-
Notifications
You must be signed in to change notification settings - Fork 89
Macros tutorial
Nemerle type-safe macros
Basically every macro is a function, which takes fragments of code as parameters and returns some other code. On the highest level of abstraction it doesn't matter if the parameters are function calls, type definitions or just a sequence of assignments. The most important fact is that they are not common objects (e.g. instances of some types, like integer numbers), but that they are internal representations in the compiler (i.e. syntax trees).

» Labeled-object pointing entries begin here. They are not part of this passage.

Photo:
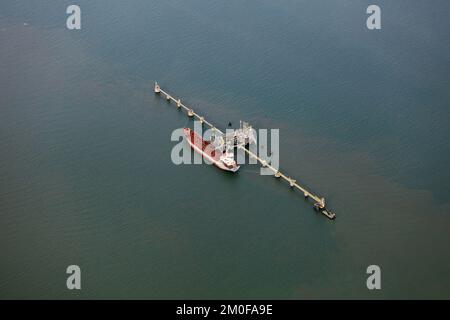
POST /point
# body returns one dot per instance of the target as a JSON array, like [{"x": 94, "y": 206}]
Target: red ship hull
[{"x": 205, "y": 148}]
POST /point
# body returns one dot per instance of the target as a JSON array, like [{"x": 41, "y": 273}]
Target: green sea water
[{"x": 86, "y": 176}]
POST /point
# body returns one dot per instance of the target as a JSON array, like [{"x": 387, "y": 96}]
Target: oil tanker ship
[{"x": 213, "y": 153}]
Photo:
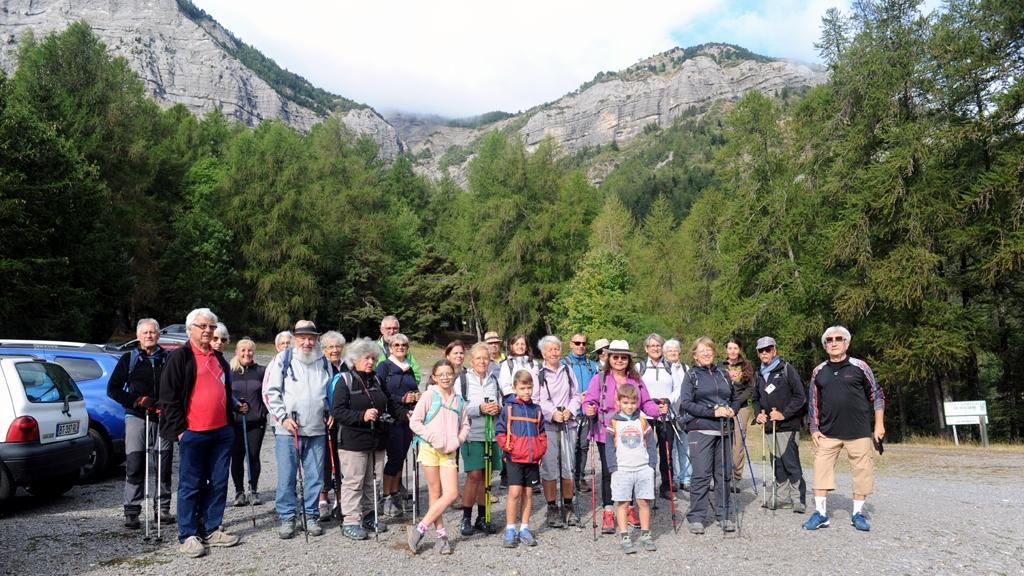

A macro is defined in the program just like any other function, using common Nemerle syntax. The only difference is the structure of the data it operates on and the way in which it is used (executed at compile-time).
A macro, once created, can be used to process some parts of the code. It's done by calling it with blocks of code as parameters. This operation is in most cases indistinguishable from a common function call (like f(1)), so a programmer using a macro would not be confused by unknown syntax. The main concept of our design is to make the usage of macros as transparent as possible. From the user point of view, it is not important if particular parameters are passed to a macro, (which would process them at the compile-time and insert some new code in their place), or to an ordinary function.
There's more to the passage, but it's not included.